No So Private Thoughts at IETF 105

At IETF 105, held in Montreal at the end of July, the Technical Plenary part of the meeting had two speakers on the topic of privacy in today’s Internet, Associate Professor Arvind Narayanan of Princeton University [1] and Professor Steven Bellovin of Colombia University [2]. They were both quite disturbing talks in their distinct ways, and I’d like to share my impressions of these two presentations and then consider what privacy means for me in today’s Internet.

Firstly, Arvind Narayanan considered some lessons from privacy measurement.

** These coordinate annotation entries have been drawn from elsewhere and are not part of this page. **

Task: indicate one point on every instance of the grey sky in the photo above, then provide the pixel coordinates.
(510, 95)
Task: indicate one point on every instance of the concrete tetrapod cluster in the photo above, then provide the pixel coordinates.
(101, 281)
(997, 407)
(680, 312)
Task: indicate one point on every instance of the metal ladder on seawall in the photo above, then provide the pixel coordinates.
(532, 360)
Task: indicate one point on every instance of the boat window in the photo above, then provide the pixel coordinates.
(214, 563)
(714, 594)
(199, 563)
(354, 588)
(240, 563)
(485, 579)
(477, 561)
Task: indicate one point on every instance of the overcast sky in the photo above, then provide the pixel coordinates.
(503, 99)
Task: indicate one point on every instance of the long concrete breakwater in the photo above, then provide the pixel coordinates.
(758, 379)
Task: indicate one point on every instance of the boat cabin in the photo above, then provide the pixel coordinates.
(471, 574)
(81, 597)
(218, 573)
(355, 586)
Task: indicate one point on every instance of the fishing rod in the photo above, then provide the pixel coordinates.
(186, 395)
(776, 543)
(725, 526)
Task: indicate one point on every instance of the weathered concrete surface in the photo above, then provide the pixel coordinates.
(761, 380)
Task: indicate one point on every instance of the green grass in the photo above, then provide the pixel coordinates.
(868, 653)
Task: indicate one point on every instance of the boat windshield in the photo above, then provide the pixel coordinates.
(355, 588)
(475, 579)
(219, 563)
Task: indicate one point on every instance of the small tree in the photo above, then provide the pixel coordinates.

Some 10 years ago the Electronic Frontier Foundation released a service called Panopticlick (https://panopticlick.eff.org). The underlying motivation behind this site was that in many cases (evidently over 90% of cases, as originally reported) users’ browsers generated a unique browser fingerprint. Irrespective of any browser cookie settings and certainly without the explicit knowledge and consent of the user, the browser could be coerced to leave a digital trace at the web sites it visited that if it were pieced back together it would allow an individual’s browsing history to be reassembled. A similar site, amiunique by Inria (https://amiunique.org/), also is based on the assumption that many users are unique, in that they leave behind unique fingerprints in the logs of every site that they visit. It certainly appears that in terms of privacy protection on the Internet, this form of tracking of individual users was “devastatingly effective”. So effective was this technique that any efforts to reclaim the pre-fingerprinting state of blissful ignorance, and presumably blissful containment of personal digital privacy, would just be too little too late.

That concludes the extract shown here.